I left her in the midst of quite a bit of action, with children pumping water into a large tub, then working together to dump it down the hill in a game they've come to call "major overflow." Later, I spied her in the same spot, although now she was sitting all alone. Some time later she was still there in the same spot, just sitting, not apparently
doing anything. She didn't appear upset. When she was still there after another spell had passed, still alone, still not doing anything, I checked in with her. She still seemed okay, but she had been sitting there for a long time, unsmiling and unengaged, so I said, "I'm going to the workbench. Do you want to come with me?" She answered, "Yes," took my hand, smiled in a way that I took as a "thank you" and together we walked down the hill.

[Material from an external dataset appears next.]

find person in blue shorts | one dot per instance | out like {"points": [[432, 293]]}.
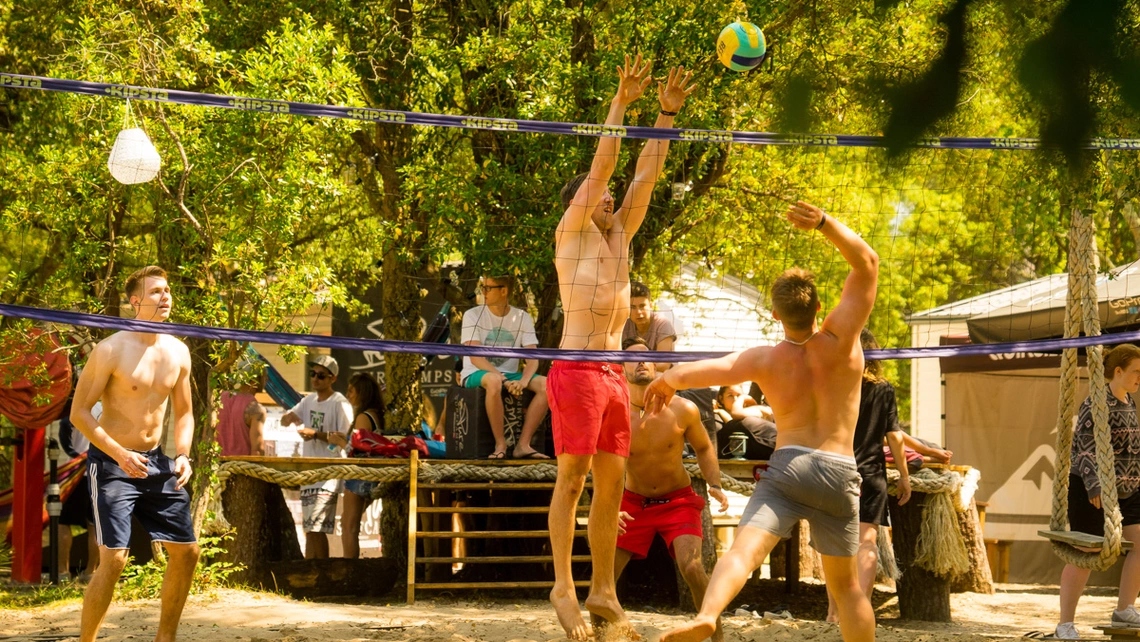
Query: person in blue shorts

In yesterday's post, I cautioned about our adult tendency to offer children, however well-intended, unsolicited advice and help, how this very often impedes or even prevents children from figuring out how to do things on their own. But there is a flip-side, I think, as well. Every one of us at one time or another needs the help of our fellow humans. As Yuval Noah Harari convincingly argues in his book
Sapiens, our single greatest adaptive advantage as a species is our ability to act collectively, to cooperate, and helping one another stands at the center of that. It's a fine line we walk, then, between helping and not helping. Likewise, it's an equally fine line between doing it for ourselves and asking for help.
As a society, we value independence, while casting dependence as a sign of immaturity or weakness. It causes people to feel ashamed, for instance, to admit they've sought the help of mental health professionals. We even worry or joke that as parents we're going to be the reason our children will one day need therapy, as if knowing when and how to ask for help is not a sign of wisdom. For many of us, there is a stigma attached, especially as adults, to needing the help or advice of our fellow humans causing us to put on a brave face, to insist everything is perfectly fine, even to the point of self-deception, and all to avoid being thought too needy or incompetent or, again, weak.
I'll never know for certain, but it seemed that the girl needed my help to move on, to become unstuck. I'd given her the time and space to exercise her independence, but, at least on this day, it appeared she was incapable of doing it on her own so I offered my help and she accepted. We want them to be independent, to feel masterful in their lives, competent, but at the same time, we also want them to know when and how to ask for help. Mostly, we do that by role modeling it, by asking for help ourselves, but I hope that yesterday I showed the girl that the world is full of willing helpers and that there is no shame in accepting help when you need it.